Back when I was 16, I got a tattoo from an amateur artist of what was supposed to be two hearts and two roses with a ribbon flowing through them and ugh! a NAME. I love…. The man forever named on my breast was a real son of a bitch. A man (I even hesitate to use that noun as he was more like a troll) who was awful to me but at the time, in my twisted adolescent brain, I thought more of him than he would ever deserve. For so long, I lived with that mark. As time passed, it faded a great deal. The name has been illegible for years. I got used to it. I even got to the point where I didn’t even really notice it anymore. Unless I did. And then there it was… A permanent reminder of one of the most painful periods of my life. Immortalized forever in dim tattoo ink, right over my heart.
I have experienced what feels like three lifetimes worth of stuff so far. Some of it has been damn hard. But I’m at a point now where I can honestly say I like who I am and who I’m growing into. I like what my life looks like. I am finding joy, I’m experiencing it. I am doing what I want to be doing in most areas and where I’m not, improvements are happening. I feel AWAKE. So, it was time to do something about that tainted blemish on my chest. I knew what I wanted but I did not know how to translate the image and the idea into words.

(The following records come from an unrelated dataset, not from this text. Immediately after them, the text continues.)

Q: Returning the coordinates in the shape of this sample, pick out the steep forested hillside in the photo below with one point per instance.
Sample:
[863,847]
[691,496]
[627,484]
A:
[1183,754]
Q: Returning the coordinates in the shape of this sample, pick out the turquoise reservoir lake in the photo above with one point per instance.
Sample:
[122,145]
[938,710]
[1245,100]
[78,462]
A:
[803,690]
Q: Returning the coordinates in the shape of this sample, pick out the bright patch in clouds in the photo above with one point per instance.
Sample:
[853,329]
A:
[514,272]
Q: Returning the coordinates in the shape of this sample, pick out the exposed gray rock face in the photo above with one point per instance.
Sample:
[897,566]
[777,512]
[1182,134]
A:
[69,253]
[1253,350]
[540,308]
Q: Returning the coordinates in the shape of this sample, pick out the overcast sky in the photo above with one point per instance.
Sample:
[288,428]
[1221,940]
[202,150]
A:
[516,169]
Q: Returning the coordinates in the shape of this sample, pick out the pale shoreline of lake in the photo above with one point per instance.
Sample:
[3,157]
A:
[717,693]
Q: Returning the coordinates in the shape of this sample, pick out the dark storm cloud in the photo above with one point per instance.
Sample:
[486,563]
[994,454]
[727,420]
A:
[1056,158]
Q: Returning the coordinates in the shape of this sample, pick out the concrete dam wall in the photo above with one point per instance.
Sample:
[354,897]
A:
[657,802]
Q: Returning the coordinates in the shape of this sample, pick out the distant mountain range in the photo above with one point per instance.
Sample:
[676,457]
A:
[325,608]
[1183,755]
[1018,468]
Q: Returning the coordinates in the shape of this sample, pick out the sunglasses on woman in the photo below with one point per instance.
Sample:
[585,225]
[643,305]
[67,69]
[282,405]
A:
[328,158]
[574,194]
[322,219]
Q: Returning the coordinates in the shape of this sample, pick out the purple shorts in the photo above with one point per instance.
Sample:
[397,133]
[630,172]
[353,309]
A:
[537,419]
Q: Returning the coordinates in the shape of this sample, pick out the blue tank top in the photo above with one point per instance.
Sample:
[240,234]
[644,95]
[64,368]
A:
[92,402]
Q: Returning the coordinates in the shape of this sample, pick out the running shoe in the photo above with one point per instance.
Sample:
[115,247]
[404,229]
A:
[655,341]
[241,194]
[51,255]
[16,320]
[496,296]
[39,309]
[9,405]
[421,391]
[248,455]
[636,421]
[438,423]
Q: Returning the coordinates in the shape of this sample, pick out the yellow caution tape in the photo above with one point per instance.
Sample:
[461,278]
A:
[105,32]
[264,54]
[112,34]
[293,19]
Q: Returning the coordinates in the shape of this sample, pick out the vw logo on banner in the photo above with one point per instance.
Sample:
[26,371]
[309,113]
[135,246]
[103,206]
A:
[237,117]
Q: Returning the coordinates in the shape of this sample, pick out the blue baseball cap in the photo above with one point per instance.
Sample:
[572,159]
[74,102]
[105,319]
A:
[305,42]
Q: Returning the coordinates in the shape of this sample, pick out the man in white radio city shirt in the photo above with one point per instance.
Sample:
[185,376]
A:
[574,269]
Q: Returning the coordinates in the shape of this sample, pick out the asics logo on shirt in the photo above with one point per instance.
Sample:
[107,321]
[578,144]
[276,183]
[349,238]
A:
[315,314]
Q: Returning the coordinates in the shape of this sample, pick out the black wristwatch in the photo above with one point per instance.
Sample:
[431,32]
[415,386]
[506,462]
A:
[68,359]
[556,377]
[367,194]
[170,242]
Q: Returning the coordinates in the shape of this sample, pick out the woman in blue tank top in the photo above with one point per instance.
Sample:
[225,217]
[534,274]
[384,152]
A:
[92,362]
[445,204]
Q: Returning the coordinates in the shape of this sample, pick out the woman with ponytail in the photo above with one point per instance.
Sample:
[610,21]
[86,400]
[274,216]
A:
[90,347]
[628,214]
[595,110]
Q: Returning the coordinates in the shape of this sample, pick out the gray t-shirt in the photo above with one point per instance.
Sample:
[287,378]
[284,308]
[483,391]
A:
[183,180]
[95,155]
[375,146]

Thanks to the recommendation of a fellow cyclist, I learned of Paris Pierides of Paris Tattos in Charlotte. His work was so unique, I knew I wanted him to be my artist. I sat down with him and he showed me some of his past work. We talked. He asked questions. It seemed as if, as we discussed the options, his intuition talked to mine. That is the only explanation I can think of for how he managed to give me the exact tattoo I envisioned. It is so very beautiful. I feel more beautiful. It’s like having on the most perfect gown – the kind of gown that makes a woman feel as if she were the loveliest woman alive – only I get to wear it every day of my life.